Re: [igraph] Real Network Analysis

Dear All,
An apology for this long email, but I am planning to use extensively the
igraph library this year and beyond and I have gathered together a few
questions.
I would now apply the igraph library to study a real network, e.g. the
US airport network.
I found out that some data are freely available at

http://cxnets.googlepages.com/US_largest500_airportnetwork.txt

There a few topological quantities of interest I would like to calculate
(I hope that this may be useful to other igraph learners)

(1) The degree distribution P(k) [which I estimate using an empirical
frequency] as a function of k (node degree)
(2) Fit (1) to a power law
(3) The clustering coefficients (sometimes called transitivity) as a
function of k
(4) The distribution of the vertex betweenness
(5) The average nearest neighbour degree as a function of k
(6) The mean shortest path in the network
(7) The average number of nodes within a distance l from any given node
(as a function of l)

I have written an R code which hopefully performs these tasks (see
below), but I have a few questions

(a) Do I have any problems if there are some missing degrees in my
distribution (other than getting some warnings in a few log-log plots)?

I don't think so. What kind of problems do you fancy?

(b) When performing (2), whatever xmin I set by hand, I get an error...why?

I don't get an error, only a warning that some values of the input are omitted. This is fine. If you want to get rid of the warning, then remove the values that are less than xmin from the input vector.

(c) In (3), I set equal to zero by hand the NaN returned by the igraph transitivity routine (I think it is part of the definition of the clustering coefficients when the numerator is zero).

If you feel like it. I don't think that there is much consensus about this case, but 0/0=NaN seemed like a good choice.

(d) I have no idea of how to calculate the quantity in (7).

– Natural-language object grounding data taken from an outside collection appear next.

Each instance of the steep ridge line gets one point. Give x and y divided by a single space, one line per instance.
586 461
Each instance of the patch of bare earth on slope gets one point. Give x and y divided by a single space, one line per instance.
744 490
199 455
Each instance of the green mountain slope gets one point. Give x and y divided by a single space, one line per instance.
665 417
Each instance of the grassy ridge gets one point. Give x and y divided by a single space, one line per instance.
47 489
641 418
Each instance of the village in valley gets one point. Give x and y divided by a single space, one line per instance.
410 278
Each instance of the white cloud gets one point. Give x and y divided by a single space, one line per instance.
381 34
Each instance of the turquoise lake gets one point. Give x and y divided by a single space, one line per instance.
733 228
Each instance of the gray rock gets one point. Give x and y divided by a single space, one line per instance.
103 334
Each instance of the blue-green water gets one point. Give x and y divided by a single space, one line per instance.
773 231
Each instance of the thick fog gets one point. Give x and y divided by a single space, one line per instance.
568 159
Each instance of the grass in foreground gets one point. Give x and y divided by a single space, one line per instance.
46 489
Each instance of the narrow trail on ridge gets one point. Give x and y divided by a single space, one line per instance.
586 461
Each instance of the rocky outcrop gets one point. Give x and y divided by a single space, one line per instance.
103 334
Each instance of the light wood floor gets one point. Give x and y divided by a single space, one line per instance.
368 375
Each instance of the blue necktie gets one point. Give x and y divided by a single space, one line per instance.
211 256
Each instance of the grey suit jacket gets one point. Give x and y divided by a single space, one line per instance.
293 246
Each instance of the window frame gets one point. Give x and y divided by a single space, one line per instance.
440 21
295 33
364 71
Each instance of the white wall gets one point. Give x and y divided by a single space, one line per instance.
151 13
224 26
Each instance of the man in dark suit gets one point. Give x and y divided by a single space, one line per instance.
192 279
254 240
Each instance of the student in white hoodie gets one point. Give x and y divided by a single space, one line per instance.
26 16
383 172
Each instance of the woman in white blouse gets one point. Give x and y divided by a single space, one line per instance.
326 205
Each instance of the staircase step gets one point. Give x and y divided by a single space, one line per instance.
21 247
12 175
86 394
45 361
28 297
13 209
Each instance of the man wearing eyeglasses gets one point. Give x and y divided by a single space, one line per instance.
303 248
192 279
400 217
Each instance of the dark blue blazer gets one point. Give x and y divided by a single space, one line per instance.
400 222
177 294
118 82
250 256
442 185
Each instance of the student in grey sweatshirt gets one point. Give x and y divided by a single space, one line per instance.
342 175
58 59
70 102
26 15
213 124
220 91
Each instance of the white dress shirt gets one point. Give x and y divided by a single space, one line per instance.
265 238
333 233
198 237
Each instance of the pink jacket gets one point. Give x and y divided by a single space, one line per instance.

Use neighborhood.size and then mean. It should be OK for a small graph like this, the diameter of the graph is 7 anyway, so in seven steps you always reach all nodes.

(e) Can I tune the parameters (e.g. number of bins) of the histogram
generated by path.length.hist ?

path.length.hist doesn't do binning, it returns a separate number for every different distance. You can then bin that, if you like.

I think this really amounts to knowing the graph topology in detail. The last questions are really about the R/Python bindings and the speed penalty.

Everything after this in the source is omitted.